Matériel et main-d’œuvre : quel taux de TVA appliquer ?

Lorsque l’entreprise fournit et installe l’équipement éligible, la prestation de rénovation énergétique peut bénéficier du taux de 5,5 %, matériel et installation compris.

En revanche, lorsque le particulier achète directement sa PAC auprès d’un magasin ou d’un distributeur :

  • l’achat du matériel demeure soumis au taux normal de 20 % ;
  • seule la prestation facturée par l’installateur peut éventuellement bénéficier du taux réduit.

Que faire pour les devis et acomptes antérieurs au 18 juillet 2026 ?

L’arrêté du 13 juillet ne contient pas de disposition transitoire spécifique pour les acomptes. Il convient donc d’appliquer les règles générales relatives au changement de taux de TVA.

Pour une entreprise acquittant la TVA lors des encaissements :

  • un acompte encaissé avant le 18 juillet conserve les anciens taux applicables ;
  • les sommes encaissées à compter du 18 juillet peuvent bénéficier du taux de 5,5 %, si toutes les conditions sont réunies ;
  • la facture finale doit ventiler clairement l’acompte soumis aux anciens taux et le solde soumis au nouveau taux.

La baisse de taux ne conduit donc pas à rembourser ou recalculer la TVA devenue exigible sur l’acompte avant le changement.

Lorsque l’entreprise a opté pour la TVA sur les débits, la date d’inscription au débit du compte client doit également être prise en considération.

Exemple

Un devis est signé avant le 18 juillet 2026 et un acompte est encaissé avec :

  • TVA à 20 % sur le matériel ;
  • TVA à 10 % sur la pose.

Le solde est encaissé après le 18 juillet et l’équipement respecte les nouveaux critères.

Dans ce cas :

  • l’acompte conserve ses taux de 20 % et 10 % ;
  • le montant HT restant peut être facturé avec une TVA à 5,5 % ;
  • la facture finale doit présenter séparément les bases et les TVA correspondantes.

Il ne faut pas recalculer rétroactivement l’acompte à 5,5 %.

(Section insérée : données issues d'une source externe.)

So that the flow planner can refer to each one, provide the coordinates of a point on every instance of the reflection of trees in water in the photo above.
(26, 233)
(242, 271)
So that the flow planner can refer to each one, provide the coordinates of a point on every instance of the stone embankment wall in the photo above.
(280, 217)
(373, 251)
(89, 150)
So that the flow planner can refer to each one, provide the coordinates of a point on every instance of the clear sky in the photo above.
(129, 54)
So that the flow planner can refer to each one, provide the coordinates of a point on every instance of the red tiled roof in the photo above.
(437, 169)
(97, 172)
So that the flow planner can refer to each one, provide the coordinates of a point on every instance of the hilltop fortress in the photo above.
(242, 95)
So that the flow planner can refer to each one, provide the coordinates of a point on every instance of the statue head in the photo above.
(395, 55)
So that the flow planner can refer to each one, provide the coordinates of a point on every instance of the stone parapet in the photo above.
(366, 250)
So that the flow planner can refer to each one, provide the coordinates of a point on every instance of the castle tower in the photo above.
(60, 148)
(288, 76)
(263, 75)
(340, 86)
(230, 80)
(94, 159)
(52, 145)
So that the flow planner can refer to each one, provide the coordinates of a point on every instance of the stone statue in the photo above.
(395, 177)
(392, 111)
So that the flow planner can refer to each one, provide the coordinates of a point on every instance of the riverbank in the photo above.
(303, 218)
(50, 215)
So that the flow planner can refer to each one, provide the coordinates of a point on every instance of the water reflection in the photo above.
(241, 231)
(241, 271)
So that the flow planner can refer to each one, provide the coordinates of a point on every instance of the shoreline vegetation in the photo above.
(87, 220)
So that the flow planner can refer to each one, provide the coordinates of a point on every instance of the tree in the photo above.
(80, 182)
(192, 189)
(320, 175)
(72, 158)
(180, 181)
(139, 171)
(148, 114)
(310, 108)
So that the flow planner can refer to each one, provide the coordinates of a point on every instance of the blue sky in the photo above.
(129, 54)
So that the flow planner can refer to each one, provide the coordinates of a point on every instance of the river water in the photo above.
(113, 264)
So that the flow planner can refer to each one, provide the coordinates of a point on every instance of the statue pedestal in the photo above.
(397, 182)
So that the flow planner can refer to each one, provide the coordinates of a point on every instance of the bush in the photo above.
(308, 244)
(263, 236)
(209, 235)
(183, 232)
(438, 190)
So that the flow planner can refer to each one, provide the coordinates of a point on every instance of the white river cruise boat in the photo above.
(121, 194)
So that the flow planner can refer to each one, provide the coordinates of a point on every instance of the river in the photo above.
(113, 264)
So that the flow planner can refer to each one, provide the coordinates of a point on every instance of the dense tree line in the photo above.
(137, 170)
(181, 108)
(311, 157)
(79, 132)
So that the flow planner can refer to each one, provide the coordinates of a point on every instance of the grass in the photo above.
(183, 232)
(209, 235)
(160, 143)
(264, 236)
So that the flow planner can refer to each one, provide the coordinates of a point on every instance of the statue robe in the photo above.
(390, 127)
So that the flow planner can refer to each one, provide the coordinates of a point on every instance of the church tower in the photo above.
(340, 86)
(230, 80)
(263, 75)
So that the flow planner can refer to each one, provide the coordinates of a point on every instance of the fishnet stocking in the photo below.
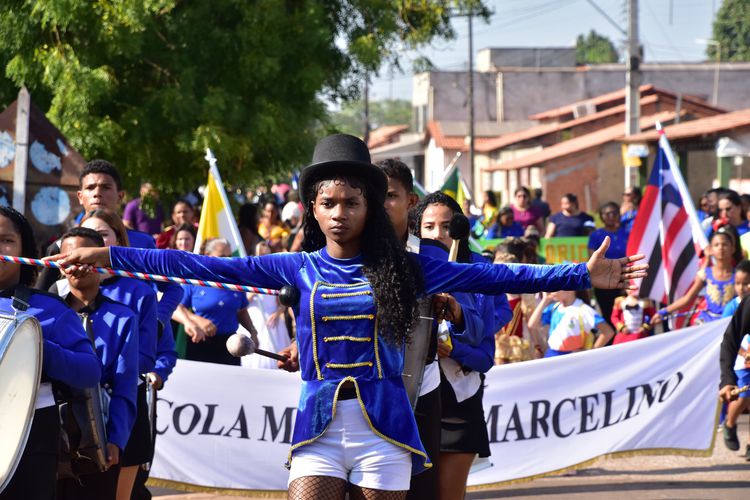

Quelle mention prévoir sur le devis ou la facture ?

Depuis le 1er mars 2025, le client doit certifier directement sur le devis ou la facture que les conditions du taux réduit sont remplies. Une attestation séparée n’est plus normalement nécessaire.

Proposition de mention

Le client certifie que les travaux sont réalisés dans des locaux achevés depuis au moins deux ans et affectés ou destinés à être affectés à un usage d’habitation.
La pompe à chaleur air/air réversible installée répond aux conditions prévues à l’article 278-0 bis A du CGI et au 1° bis de l’article 30-0 D ter de l’annexe IV au CGI.
La prestation bénéficie en conséquence du taux réduit de TVA de 5,5 %.

Le devis et la facture doivent être conservés par les parties dans les conditions prévues par le Code général des impôts. Le client peut être solidairement tenu au paiement du complément de TVA lorsque les informations qu’il a certifiées sont inexactes de son fait.

Attention aux anciennes informations encore disponibles

Certaines pages du BOFiP indiquent encore que la fourniture d’une PAC air/air est soumise à 20 % et que sa pose bénéficie éventuellement du taux de 10 %. Ces commentaires ont été publiés avant la loi de finances pour 2026 et avant l’arrêté applicable depuis le 18 juillet 2026.

Pour les opérations réalisées depuis cette date, il convient de se référer au nouvel article 30-0 D ter de l’annexe IV au CGI et à l’arrêté du 13 juillet 2026.